Answer) The reviewer’s comment is pertinent. Actually, 3 patients were excluded despite they did not develop AKI because initial eGFR was not available in them. So, strictly speaking, these patients are confirmed to have no AKI. The other excluded 95 patients had no clinical evidences of AKI, and blood tests performed after 1 week did not show any suspected AKI. However, by definition of AKI, they were excluded. In fact, it would be correct to analyze these patients as having no AKI, but they were excluded for the rigor of the study. If all 98 excluded patients said they had no AKI, the percentage of AKI decreased to 8.4%.
DM was overrepresented in the group that developed AKI. Did the investigators collect data on pre-admission medications like ACE inhibitors that may negatively impact kidney function? If not, this should be added to the limitations section.
Answer) Thank you for a good point. In fact, in addition to DM, initial glucose level showed a significant difference between patients with and without AKI, but DM was included in the multivariate analysis due to avoid multicollinearity. Unfortunately, we did not investigate ACE inhibitors when examining pre-admission medications. We will be able to do further investigations on the medication when conducting follow-up studies.
Unsuccessful reperfusion was also more common in the AKI group, although the procedural duration was essentially similar.
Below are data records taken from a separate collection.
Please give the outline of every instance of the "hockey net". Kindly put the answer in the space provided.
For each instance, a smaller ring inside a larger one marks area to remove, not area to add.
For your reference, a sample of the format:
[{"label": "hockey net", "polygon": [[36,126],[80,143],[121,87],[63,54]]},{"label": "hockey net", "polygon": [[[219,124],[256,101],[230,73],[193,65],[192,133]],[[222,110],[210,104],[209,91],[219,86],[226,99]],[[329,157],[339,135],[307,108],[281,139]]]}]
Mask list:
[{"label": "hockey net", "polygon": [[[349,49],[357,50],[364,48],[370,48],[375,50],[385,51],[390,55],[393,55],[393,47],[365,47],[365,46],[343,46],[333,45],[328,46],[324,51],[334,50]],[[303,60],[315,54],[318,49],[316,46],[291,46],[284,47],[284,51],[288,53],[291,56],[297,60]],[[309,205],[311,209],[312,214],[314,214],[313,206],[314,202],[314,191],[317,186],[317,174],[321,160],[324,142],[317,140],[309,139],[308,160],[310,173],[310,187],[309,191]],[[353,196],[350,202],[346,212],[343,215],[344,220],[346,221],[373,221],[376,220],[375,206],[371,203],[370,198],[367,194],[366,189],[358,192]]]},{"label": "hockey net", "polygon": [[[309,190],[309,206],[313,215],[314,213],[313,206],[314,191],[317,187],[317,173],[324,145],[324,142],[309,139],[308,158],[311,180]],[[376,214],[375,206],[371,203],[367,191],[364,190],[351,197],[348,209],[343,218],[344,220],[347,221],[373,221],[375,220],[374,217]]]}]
What were the reasons for failed reperfusion which resulted in higher contrast use during EVT, e.g. ICAD, difficult access?
Answer) The reviewer’s question is pertinent. Mean number of endovascular techniques in the EVT process was higher in the failed reperfusion group (1.95±0.07 vs. 1.72±0.40, p = 0.006). The ratio of ICAD was similar between two groups (16.1% in unsuccessful reperfusion and 19.0% in successful reperfusion, p = 0.424). We thought difficult access is also one of the reasons for the difference in the amount of contrast medium used as you mentioned. I think these are the reasons for the large amount of contrast medium used in unsuccessful reperfusion.
Pre-existing severe renal impairment was also higher in the AKI group. How was this defined?
Answer) Good point. All included patients were bled prior to imaging to confirm baseline renal function. Patients identified as less than 30 mL/min/1.73m2 by calculating eGFR (CKD stage IV and V) were considered to have severe renal impairment. However, these contents overlap with the contents displayed directly above the table, so we will delete them from Table 1.
Again, thanks for your helpful comments and suggestions for the strengthening of this manuscript.
Author Response File: Author Response.docx
Round 2
Reviewer 1 Report
The Authors revised the manuscript.
The instances reported in the previous revision were addressed.
I appreciated the clarification of contrast dose estimation, which ensures a more valuable methods accuracy.
Reviewer 2 Report
Thanks to the authors for addressing all my comments adequately. I do not have any other comments.